K × n_subjects predict calls per IMP run. For warfarin (32 subjects) with K=2000 this is ≈ 64k predicts — seconds to a minute on a typical laptop. The cost is linear in K and trivially parallel over subjects (uses the same Rayon worker pool as the inner loop).

Output

In the CLI:

--- Importance Sampling (marginal log-likelihood) ---
  -2 log L (IS): 1284.52  (MC SE = 0.41, K = 2000, ν = 5)
  ESS / K: min = 0.18, median = 0.62
  Low-ESS subjects (3): 12=0.18, 27=0.21, 34=0.22

In the fit YAML:

importance_sampling:
  minus2_log_likelihood: 1284.524300
  mc_standard_error: 0.412700
  n_samples: 2000
  proposal_df: 5.0000
  ess_min: 0.1800
  ess_median: 0.6200
  kappa_treatment: marginalized  # or not_applicable if no IOV
  low_ess_subjects:
    - id: "12"
      ess_fraction: 0.1800
    - id: "27"
      ess_fraction: 0.2100
    - id: "34"
      ess_fraction: 0.2200

The Rust FitResult.importance_sampling field carries the same data typed as Option<ImportanceSamplingResult>.

NONMEM comparison

ferx’s estimating imp is validated against NONMEM 7.5.1 METHOD=IMP on the warfarin example (10-subject extract, data/warfarin.csv). Both engines are warm-started from a FOCE/FOCEI pass (ferx methods = [focei, imp]; NONMEM $EST METHOD=COND INTERACTION$EST METHOD=IMP INTERACTION NITER=100 ISAMPLE=1000 SEED=12345, control stream tests/nonmem/warfarin_imp.ctl).

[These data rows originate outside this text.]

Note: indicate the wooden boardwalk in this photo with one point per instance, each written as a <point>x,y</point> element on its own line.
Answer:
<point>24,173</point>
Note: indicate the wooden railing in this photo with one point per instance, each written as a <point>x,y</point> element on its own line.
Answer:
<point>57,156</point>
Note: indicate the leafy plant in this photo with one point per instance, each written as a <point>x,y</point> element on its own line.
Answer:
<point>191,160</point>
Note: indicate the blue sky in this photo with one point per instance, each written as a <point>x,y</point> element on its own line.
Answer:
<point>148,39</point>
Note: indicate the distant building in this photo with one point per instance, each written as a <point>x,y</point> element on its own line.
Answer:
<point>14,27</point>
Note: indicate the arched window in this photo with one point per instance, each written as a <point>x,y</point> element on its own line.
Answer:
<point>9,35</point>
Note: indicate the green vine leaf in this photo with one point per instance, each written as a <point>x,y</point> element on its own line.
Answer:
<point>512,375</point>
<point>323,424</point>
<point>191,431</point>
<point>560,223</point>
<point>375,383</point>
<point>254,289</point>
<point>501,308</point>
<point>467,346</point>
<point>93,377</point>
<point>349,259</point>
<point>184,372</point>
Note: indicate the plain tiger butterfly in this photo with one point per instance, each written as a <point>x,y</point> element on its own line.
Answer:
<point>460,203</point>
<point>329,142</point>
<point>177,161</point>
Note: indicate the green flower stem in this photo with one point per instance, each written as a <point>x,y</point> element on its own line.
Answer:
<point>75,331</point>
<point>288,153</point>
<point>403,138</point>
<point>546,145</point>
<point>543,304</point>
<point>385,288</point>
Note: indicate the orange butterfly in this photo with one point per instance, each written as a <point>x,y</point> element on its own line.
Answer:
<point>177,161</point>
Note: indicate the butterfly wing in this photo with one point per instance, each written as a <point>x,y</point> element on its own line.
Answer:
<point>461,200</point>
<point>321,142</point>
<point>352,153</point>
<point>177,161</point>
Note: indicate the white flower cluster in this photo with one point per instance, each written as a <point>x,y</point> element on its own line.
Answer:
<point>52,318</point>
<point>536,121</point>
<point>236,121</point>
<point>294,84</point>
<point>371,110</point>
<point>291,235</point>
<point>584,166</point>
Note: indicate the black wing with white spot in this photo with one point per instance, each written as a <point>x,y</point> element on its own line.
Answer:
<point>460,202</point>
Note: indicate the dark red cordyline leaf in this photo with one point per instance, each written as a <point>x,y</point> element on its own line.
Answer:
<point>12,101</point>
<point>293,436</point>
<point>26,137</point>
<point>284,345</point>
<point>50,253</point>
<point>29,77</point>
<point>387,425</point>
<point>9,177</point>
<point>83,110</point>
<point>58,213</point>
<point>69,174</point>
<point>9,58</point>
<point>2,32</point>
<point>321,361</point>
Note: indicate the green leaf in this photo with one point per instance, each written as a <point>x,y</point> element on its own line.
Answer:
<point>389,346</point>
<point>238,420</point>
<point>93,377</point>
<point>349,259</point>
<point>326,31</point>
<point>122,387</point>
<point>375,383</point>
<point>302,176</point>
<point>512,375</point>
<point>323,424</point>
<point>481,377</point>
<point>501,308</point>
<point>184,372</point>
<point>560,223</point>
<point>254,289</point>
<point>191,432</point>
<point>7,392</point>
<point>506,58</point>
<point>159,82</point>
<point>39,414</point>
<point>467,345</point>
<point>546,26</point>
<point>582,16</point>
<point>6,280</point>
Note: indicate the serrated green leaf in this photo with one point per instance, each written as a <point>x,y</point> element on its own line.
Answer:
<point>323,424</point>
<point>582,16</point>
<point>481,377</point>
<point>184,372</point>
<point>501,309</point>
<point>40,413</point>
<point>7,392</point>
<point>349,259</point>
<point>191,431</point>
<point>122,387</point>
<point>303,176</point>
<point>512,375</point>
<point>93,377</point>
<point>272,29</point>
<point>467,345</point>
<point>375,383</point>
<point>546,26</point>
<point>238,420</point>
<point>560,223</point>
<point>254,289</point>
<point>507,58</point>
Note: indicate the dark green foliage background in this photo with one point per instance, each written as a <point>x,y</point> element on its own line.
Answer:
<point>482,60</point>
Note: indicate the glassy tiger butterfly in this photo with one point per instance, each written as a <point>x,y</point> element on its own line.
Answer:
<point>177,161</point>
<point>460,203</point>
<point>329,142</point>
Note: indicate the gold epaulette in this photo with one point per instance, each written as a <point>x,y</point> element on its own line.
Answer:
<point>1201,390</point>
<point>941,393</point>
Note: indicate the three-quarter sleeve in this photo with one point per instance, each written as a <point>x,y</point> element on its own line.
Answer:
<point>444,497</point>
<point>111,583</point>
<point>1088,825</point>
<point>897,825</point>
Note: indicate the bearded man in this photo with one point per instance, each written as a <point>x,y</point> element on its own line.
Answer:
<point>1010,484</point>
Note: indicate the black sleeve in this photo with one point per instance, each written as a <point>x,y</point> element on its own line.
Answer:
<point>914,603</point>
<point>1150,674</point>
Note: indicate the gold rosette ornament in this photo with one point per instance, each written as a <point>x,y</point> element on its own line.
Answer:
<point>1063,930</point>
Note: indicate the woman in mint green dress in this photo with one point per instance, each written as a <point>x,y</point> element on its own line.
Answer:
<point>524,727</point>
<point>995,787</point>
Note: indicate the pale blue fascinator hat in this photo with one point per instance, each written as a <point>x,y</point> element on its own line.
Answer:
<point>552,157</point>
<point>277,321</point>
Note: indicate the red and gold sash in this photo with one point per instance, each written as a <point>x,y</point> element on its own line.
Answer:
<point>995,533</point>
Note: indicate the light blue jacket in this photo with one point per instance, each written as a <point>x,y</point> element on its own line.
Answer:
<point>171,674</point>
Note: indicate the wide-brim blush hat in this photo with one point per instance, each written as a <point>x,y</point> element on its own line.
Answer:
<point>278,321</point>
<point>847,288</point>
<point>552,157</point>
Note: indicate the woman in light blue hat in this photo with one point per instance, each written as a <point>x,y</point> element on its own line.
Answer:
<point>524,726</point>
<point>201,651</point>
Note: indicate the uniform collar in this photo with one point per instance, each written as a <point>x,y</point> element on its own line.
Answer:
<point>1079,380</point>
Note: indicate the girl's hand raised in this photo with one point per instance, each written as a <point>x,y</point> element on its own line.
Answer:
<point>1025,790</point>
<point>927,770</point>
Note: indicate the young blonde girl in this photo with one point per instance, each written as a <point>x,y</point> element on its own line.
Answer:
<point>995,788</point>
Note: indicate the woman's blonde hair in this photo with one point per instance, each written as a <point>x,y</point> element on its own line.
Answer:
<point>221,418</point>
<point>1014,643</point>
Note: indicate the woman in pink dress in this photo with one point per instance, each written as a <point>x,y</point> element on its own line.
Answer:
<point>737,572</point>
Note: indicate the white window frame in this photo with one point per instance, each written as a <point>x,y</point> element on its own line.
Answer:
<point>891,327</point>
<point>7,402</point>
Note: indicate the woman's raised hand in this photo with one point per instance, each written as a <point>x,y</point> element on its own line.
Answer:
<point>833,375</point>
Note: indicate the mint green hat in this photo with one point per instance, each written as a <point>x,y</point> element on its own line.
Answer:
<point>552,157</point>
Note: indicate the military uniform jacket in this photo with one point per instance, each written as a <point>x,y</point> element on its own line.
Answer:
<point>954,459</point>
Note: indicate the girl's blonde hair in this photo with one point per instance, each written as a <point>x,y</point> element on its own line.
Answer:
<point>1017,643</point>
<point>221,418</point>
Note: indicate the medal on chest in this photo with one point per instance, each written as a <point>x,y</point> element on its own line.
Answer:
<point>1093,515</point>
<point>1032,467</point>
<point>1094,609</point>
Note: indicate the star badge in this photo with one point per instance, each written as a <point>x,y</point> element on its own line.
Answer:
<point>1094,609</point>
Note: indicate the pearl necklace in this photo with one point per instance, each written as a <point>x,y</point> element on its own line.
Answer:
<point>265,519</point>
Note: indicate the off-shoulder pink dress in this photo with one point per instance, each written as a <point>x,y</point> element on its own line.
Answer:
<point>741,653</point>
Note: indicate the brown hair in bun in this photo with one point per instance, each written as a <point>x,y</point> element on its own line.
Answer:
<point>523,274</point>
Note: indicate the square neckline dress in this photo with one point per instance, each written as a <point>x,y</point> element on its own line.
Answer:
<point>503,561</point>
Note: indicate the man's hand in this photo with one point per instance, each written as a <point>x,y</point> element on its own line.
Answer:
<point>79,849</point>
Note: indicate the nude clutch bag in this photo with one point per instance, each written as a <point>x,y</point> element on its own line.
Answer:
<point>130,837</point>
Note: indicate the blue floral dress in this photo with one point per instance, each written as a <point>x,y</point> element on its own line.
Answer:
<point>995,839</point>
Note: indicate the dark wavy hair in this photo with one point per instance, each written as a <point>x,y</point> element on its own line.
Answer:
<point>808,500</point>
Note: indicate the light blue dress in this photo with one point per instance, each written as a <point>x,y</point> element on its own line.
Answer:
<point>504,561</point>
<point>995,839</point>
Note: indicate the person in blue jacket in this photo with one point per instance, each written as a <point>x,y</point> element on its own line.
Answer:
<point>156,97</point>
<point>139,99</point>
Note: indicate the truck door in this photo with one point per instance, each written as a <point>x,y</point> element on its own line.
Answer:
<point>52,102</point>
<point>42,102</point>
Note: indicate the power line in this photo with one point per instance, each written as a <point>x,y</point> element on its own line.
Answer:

Parameter NONMEM METHOD=IMP ferx [focei, imp]
TVCL 0.1264 0.1327
TVV 7.723 7.737
TVKA 0.8857 0.811
ω²(CL) 0.0304 0.0286
ω²(V) 0.0096 0.0096
ω²(KA) 0.3405 0.336
σ (SD) 0.0105 0.0106
IMP marginal −2 log L −285.69 −285.93 ± 0.07
Laplace ofv (−286.00 at COND) −286.00

Both engines start from the same FOCEI basin (NONMEM METHOD=COND OFV −286.00, identical to ferx’s FOCEI). NONMEM’s IMP MCEM then drifts slightly off it toward the importance-sampled marginal optimum (TVKA up to 0.886), while ferx’s warm-started IMP holds near the FOCEI optimum — both stable and agreeing within the cross-engine + Monte-Carlo margin. TVKA is the least-identified parameter on this small extract (ETA_KA variance ≈ 0.34, high shrinkage); CL/V and the variance components agree to a few percent.

Compare like with like: NONMEM’s reported IMP #OBJV (−285.69) is the importance-sampling marginal −2 log L, so the matching ferx number is importance_sampling.minus2_log_likelihood (−285.93 ± 0.07), not ferx’s Laplace ofv (−286.00, which instead coincides with NONMEM’s COND OBJ). The small residual gap is the parameter-estimate difference (ferx’s TVKA sits a little below NONMEM’s), not an OFV-definition difference — both objectives drop the same Nobs·log(2π) constant (NONMEM “WITHOUT CONSTANT”). The cross-check lives in tests/warfarin_imp_nonmem.rs.

See also

  • SAEM — common upstream stage for methods = [saem, imp].
  • SIR — a different importance-sampling-flavoured procedure that targets parameter uncertainty (CIs on θ/Ω/σ), not the marginal likelihood. The name overlap is unfortunate; the two methods are unrelated in goal and implementation.